Thirsty community gardens get $50,000 drink

In a city that is actively supporting community gardens as a way to grow healthy neighbourhoods and human relationships, there’s an ongoing thirst among green-thumb participants to ensure available, reliable water sources.
Three of those 28 Kitchener gardens have been carefully nurtured in the Victoria Park and Cherry Park neighbourhoods of my ward where, because of supply problems, there have been water-source issues.
At a time when produce prices are sky-rocketing, the Queen’s Green garden at Mitchell and Queen as well as two Willow Green gardens in Cherry Park are enthusiastically supported by inner-city residents, particularly newcomer families struggling to survive. In order for gardens to be sustainable and accessible to all participants, they obviously need a convenient source of water.
Which is why I recently supported a council move to budget $50,000 in 2016 that will either hook up gardens to city water mains or continue existing arrangements where water is supplied by nearby houses. In the latter case, Kitchener proposes to directly pay those participating homeowners for water used at gardens in Ward 9 and elsewhere in the city.
I was pleased to see gardeners from Queen’s Green and Cherry Park gardens among those who spoke at a budget meeting open to the public. Their enthusiasm and community spirit helped persuade councillors to approve that $50,000.
And, because of the low cost of achieving priceless neighbourhood benefits being actively supported by Kitchener, I hope councillors  increase our community-garden budget in future years.

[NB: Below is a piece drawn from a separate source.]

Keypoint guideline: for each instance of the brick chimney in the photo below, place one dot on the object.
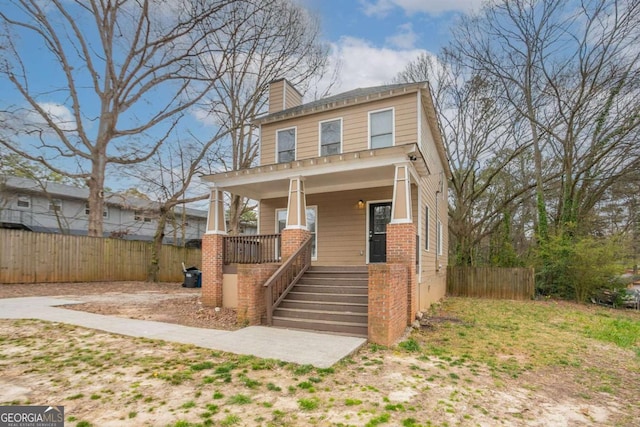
(283, 95)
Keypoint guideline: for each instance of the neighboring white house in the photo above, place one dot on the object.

This entry was posted in Budget, Cherry Park, Greener City, Neighbourhoods, Victoria Park, Ward News. Bookmark the permalink.

3 Responses to Thirsty community gardens get $50,000 drink

  1. Well done! We discussed this very issue at our Cherry Park Meeting last evening!

  2. Pingback: The latest from Frank Etherington | Victoria Park Neighbourhood Association

  3. Maybe there could be some creative solutions to also capture rainwater for gardens to reduce reliance on municipal water. Our Guelph Street Garden has no water hook up and we were able to get through last summer without too much difficulty. We tracked the story of building the rainwater harvesting structure in 2014: I’m sure REEP would love to see more rain collection projects too!